Today we have published a report on diet in Scotland, which used an online tool to collect dietary intake data and compare with dietary recommendations.
The tool, Intake24, was piloted in the Scottish Health Survey (SHeS) in 2018 and carried out by Scotcen Social Research in partnership with Newcastle University.
The report provides detailed dietary intakes from a representative sample of 1053 people living in Scotland, and forms part of FSS’s dietary surveillance programme to assess dietary intakes in Scotland against the Scottish Dietary Goals (SDGs).

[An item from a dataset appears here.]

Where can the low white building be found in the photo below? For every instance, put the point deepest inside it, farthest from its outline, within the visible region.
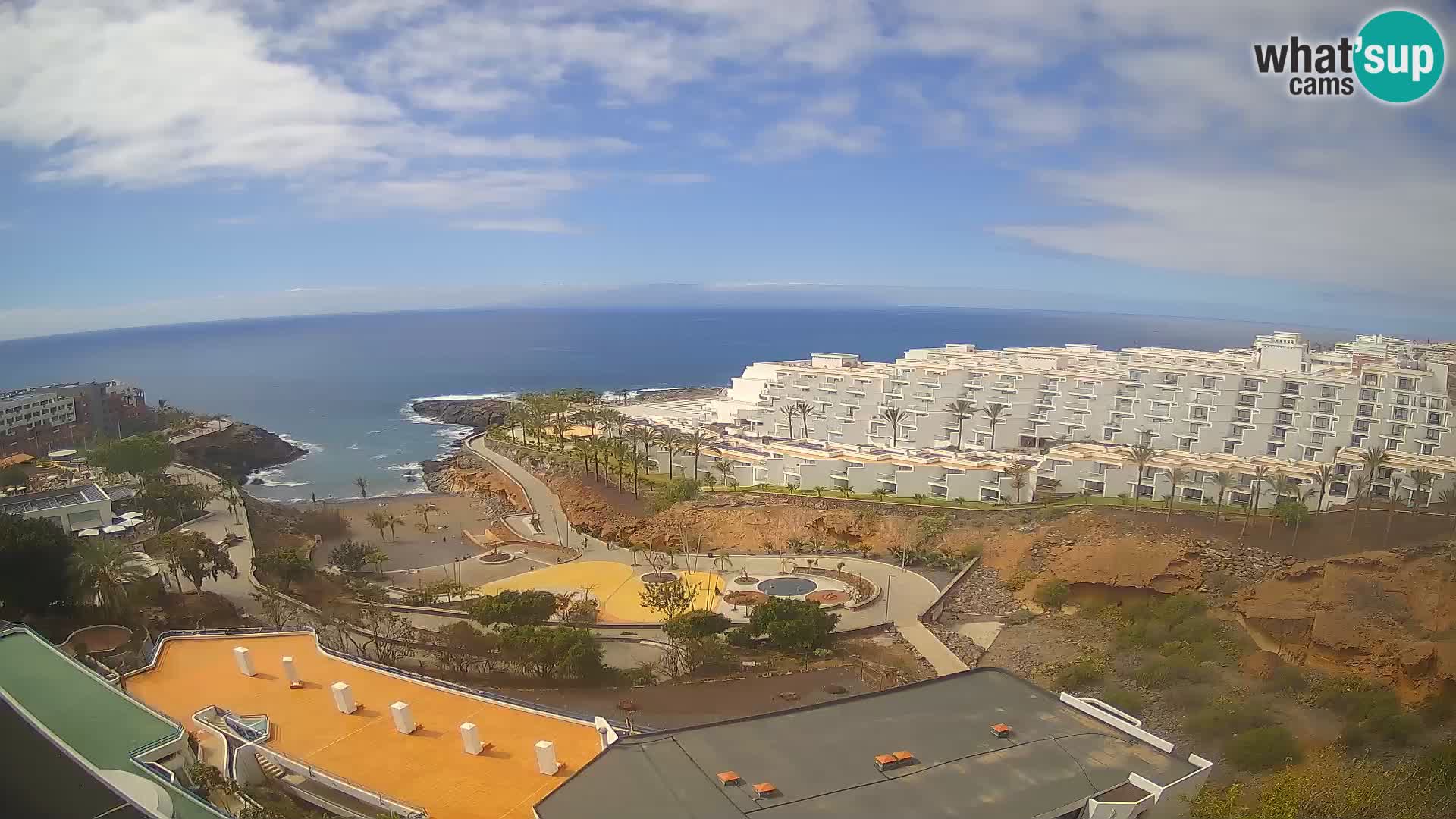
(72, 509)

Key findings of the pilot:
- Reported intakes of saturated fat (12.8%) and non-milk extrinsic sugars (NMES)  (11.9%) need to reduce to meet the SDGs.
- Reported fruit and vegetable intake (2.9 portions per day) and fibre intake (15.9g per day) need to increase to meet the SDGs.
- Reported intakes of total fat (33.8%) meet the SDG.
Overall, the approach taken to integrate Intake24 into the 2018 SHeS was broadly successful.
As this is a new methodology for monitoring diet in Scotland, it is not possible to compare directly with previous FSS dietary surveillance. However, the results are broadly aligned with findings of other surveys which demonstrate that we are not meeting the majority of the SDGs and that diet in Scotland needs to change.
We recently published FSS’s Diet and Nutrition vision for the next five years, to support the strategic ambition for Scotland to have healthier diets.
 Please note that due to the food database used it was not possible to calculate free sugars. The only difference between the definition of free sugars and NMES is that NMES also includes 50% of the sugars found in dried, stewed or canned fruit and vegetables, whereas none of the sugars found in dried, stewed or canned fruit and vegetables are included within the definition of free sugars.